We all can't look like James Franco, can we? by Brian Edwards

This series was was actually inspired by a recent perusal of photographer Dan Winters website. As you all know, he has shot many celebrities, including actor, athletes, and other VIPs and as much as I thoroughly enjoy his work and looking through his site, I was also struck by how much my own perception of myself is often contextualized in terms of other men and often these men are actors or other celebrities (sports figures, etc.) that often fit stereotypes of what men should look like, how they should dress, and behave, etc. I may have had something loosely resembling a six-pack in high school, but that was after playing football, baseball, and taking weight training during my last two years. In any case, I decided to explore male identity in terms of how we compare to those we often look up to. The very first picture is sort of a baseline; it's just me wearing a blue t-shirt. The next six images alternative between Dan Winter images of Tom Hanks, James Franco, and Morgan Freeman and self-portraits that very loosely were taken to resemble the posing and lighting that San Winters used in his portraits of these celebrities.


Identities by Claudio Mortenson

What defines one's identity? What makes us what we are? What tell others who we are? My project "Identities" explores one of the many aspects of human identity: The signs of presence.

Each one's identity is sculpted from the very inside of our personalities, shaped and polished over years till it gets to the surface and overflows to the spaces surrounding us.

I have been always fascinated by the elements and clues that leads to peoples identity. Books in a shelf, pictures over ones table, small objects that give way something about the person that chose to own that thing. Some of this things become so special to the point of becoming a symbol of one's identity.

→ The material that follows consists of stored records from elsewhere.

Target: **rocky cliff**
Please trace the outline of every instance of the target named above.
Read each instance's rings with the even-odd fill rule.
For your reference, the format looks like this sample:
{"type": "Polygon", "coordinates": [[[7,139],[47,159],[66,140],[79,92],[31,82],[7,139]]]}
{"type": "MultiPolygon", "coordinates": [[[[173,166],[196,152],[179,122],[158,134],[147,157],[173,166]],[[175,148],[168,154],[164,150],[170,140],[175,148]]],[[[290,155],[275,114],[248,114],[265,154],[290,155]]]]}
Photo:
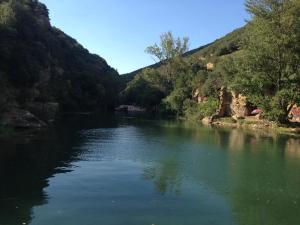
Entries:
{"type": "Polygon", "coordinates": [[[51,26],[44,4],[0,0],[0,115],[109,109],[120,85],[103,58],[51,26]]]}
{"type": "Polygon", "coordinates": [[[245,96],[222,87],[220,91],[220,108],[217,112],[218,117],[246,117],[251,115],[253,109],[255,107],[251,105],[245,96]]]}

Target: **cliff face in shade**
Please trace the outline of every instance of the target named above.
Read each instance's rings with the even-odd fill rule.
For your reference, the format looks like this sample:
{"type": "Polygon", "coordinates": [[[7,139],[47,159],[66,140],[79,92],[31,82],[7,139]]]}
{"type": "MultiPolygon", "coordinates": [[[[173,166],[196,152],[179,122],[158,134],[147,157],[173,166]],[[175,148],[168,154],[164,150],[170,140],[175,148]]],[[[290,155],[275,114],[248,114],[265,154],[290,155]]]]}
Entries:
{"type": "Polygon", "coordinates": [[[62,111],[109,109],[121,81],[100,56],[52,27],[37,0],[0,0],[0,115],[30,104],[62,111]]]}

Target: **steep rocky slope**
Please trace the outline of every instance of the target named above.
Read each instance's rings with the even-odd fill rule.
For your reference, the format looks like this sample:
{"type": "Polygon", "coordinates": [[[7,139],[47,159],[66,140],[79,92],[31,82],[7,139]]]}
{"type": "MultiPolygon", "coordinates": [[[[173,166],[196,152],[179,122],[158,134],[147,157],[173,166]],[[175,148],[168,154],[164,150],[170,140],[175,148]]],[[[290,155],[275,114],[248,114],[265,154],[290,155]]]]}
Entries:
{"type": "Polygon", "coordinates": [[[26,111],[38,116],[35,120],[47,120],[58,108],[113,108],[120,86],[119,74],[103,58],[90,54],[51,26],[44,4],[38,0],[0,0],[2,119],[14,112],[16,117],[26,111]]]}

My pictures here, explore this connection between objects and a persons identity, employing different approaches to isolate and expose this objects to the viewers appreciation.


Identity by Jiheng Yan

For the midterm, I created a mini body of work of three photographs of me without glasses. It has always been a question since I find out I'm nearsighted and I have to wear glasses to get to look at the things clearly. Fifteen years have passed, I have never got a chance to look at myself without wearing that object which is not a part of my body. In this August, I went to an ophthalmologist to get my first pair of contact glasses. For the first time, I can look into the mirror to see my appearance. In the mirror, that 'stranger' is looking at me. He is making every move I make but in a mirrored way. That experience makes me feel extraordinary. In this three photos, I would like to show the experience that I had. I choose to take self-portraits to simulate it. Two of them are two sides of my face, the sunburn near my temples are indicating the fact that I have been wearing glasses for a long time. And the second photo is trying to show how I feel when I have the first look at myself after 15 years of wearing glasses.


Being Me by Dianne Morton

As a child, I found deep solitude hiding in my bedroom while quietly reading books.
Eternally a rule follower, I learned at a tender age that following strict guidelines was never enough.
Matters and consequences.
As a fine artist, I convey memories of a troubled childhood through my photographic imagery.
Delving deeply within aloneness, I have discovered grace...and a beautiful journey.